Dans une prêche relayée sur vidéo dans les réseaux sociaux, rageux le pasteur congolais Marcello Tunasi a rapporté « une conversation avec le Bon Dieu », un échange axé sur « l’esprit qu’il y avait derrière Papa Wemba » et qui a fait des Congolais des sapeurs qui s’habillent trop cher alors qu’ils n’ont rien, qu’ils ne sont rien. Chemin faisant, ce « relais du Bon Dieu » a dénoncé « l’achat à 1.000 dollars des iPhone », curieux goût du luxe pour des gens pauvres. Bientôt Marcello va déclarer que le royaume des cieux appartiendrait à ceux qui ne peuvent s’offrir un iPhone. À soutenir qu’une marque de smartphone est un objet de distinction sociale, on flirte avec la condescendance. Un iPhone, comme les autres marques, est justement destiné à faire sauter des diverses entraves qui créent des enclos hermétiques de la pauvreté.
Personne ne naît pauvre mais beaucoup naissent dans des familles aux conditions matérielles très modestes, parfois dans le dénuement carrément. Avoir ne fût-ce qu’un repas par jour relève d’un défi quotidien, de même l’accès à une bonne instruction et à la culture est un objectif inaccessible.

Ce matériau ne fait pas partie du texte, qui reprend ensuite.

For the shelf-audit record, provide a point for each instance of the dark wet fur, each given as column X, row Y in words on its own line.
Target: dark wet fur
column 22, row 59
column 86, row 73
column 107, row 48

Le pays compte énormément des foyers où un livre n’est jamais entré, où un poste de radio n’a jamais résidé et avec des enfants qui se contentaient de regarder la télé derrière les rideaux des fenêtres des maisons des voisins mieux lotis. Le téléphone ? Il y en avait un ou pas du tout par quartier. Pour annoncer les décès par télégramme ou par phonie aux familles on allait à la poste ou dans les missions catholiques…
Puis est survenu l’avènement couplé du numérique et du smartphone. Dans ce téléphone portable étaient désormais réunis : une bibliothèque avec des millions de livres et de disques dans tous les genres, le téléphone, l’ordinateur, l’appareil photo, un album photo, la caméra, des logiciels de montage de son et vidéo, le magnétophone, le baladeur (Walkman), le magnétoscope, le télégramme, la phonie, le Fax, des milliers de radios et des chaînes de télévision, des enseignements dans tous les domaines… Sans oublier la possibilité de s’initier à des métiers ou des activités rémunératrices via des tutoriels gratuits et pour le petit artisan ou l’artiste peintre qui va passer d’une table au coin de sa rue pour tout comme étal à une exposition planétaire via le smartphone… Le tout moyennant un abonnement pour toutes les bourses. Le smartphone paraît dès lors comme un outil d’égalisation des chances par cet accès facilité à la formation et à la culture pour échapper à la pauvreté.
J’entends d’ici Marcello Tunasi rugir comme un rocker : « Mais des smartphones qui coûtent dix fois plus cher peuvent faire l’affaire ». Sauf que la qualité, la robustesse et la performance ont un prix. Si on veut réaliser des montages vidéo de bonne facture ou léguer un album de famille avec des photos et des vidéos de qualité qui le restent cent ans plus tard, cela vaudrait bien l’achat d’un smartphone haut de gamme. Les pauvres qui détiennent ces appareils haut de gamme friment ? Ça ne dérangeait pourtant personne quand les riches d’hier posaient à côté de leurs téléviseurs ou de leurs véhicules.